Although identifying risk is an important part of any project strategy, strong leaders often find ways to avoid risk altogether. In some cases, avoiding a risk may require changing some or all of a project’s plans and assignments. During monitoring and evaluation, project stakeholders will examine whether a project’s effectiveness has been improved or impaired by a manager’s decision to avoid risk.
However, project managers should understand the vision and the environment of their organization before making risk aversion their primary strategy. In many organizations, leaders are recognized for embracing risk and delivering high returns on initial investments. In other companies, projects may not even gain approval unless stakeholders can be assured that they face no risks.

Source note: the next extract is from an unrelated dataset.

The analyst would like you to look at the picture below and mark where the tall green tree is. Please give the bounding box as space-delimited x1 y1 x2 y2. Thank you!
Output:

Minimizing the Effects of Risk
Regardless of the demands of stakeholders and project sponsors, project managers often have to make difficult decisions about the level of risk they can afford to tolerate. Again, project stakeholders and senior company officers will examine how team decisions to embrace or to overcome risk helped to achieve overall goals.
Project managers can minimize risk using any of the methods already discussed in this series: delegation, communication, and authoritative decisions. Most importantly, project managers should be able to communicate the specific rewards a project gained by taking an aggressive approach to risk management. This way, stakeholders who would have preferred a more passive aversion technique can feel secure about why a decision was effective in the long run.

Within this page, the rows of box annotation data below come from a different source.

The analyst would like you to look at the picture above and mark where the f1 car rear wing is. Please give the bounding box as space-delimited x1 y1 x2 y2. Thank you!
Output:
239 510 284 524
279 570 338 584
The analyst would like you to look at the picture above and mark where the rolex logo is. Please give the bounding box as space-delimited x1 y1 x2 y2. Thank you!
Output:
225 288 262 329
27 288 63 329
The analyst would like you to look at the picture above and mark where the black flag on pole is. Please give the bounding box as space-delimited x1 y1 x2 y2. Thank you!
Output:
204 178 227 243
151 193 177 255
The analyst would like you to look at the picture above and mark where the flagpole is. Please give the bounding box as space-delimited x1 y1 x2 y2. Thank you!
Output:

Highlighting Risk During Project Evaluation
During the evaluation phase of the project cycle, managers must make sure that they tell the story of a team’s approach to risk effectively. Otherwise, they face one of any project’s biggest risks – that their hard work will be unappreciated or that their efforts will be deemed ineffective.

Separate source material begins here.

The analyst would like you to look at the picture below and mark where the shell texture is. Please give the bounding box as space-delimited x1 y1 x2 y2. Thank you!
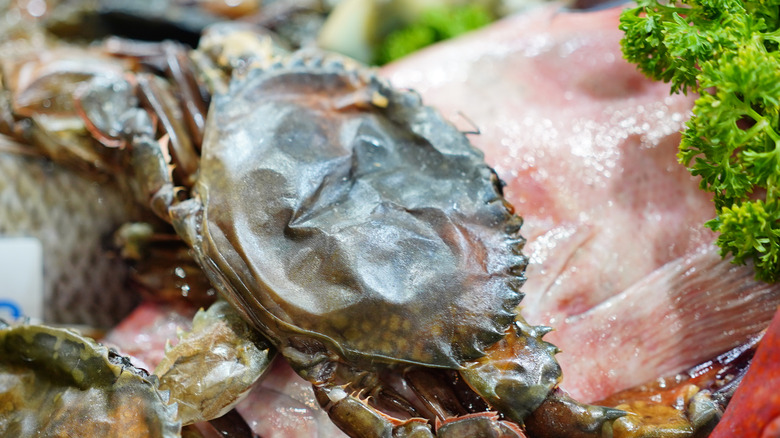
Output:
191 57 526 367
0 325 181 438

Performance experts understand that telling the right story about an experience can alter the evaluation of a project. For instance, if a project manager failed to identify risks and felt the consequences early on, their project would likely receive a poor evaluation, even if they achieved a reasonable outcome. On the other hand, a project manager that can provide specific details of the risks their team overcame to reach a goal can earn a far higher evaluation, even if the project in question was delayed.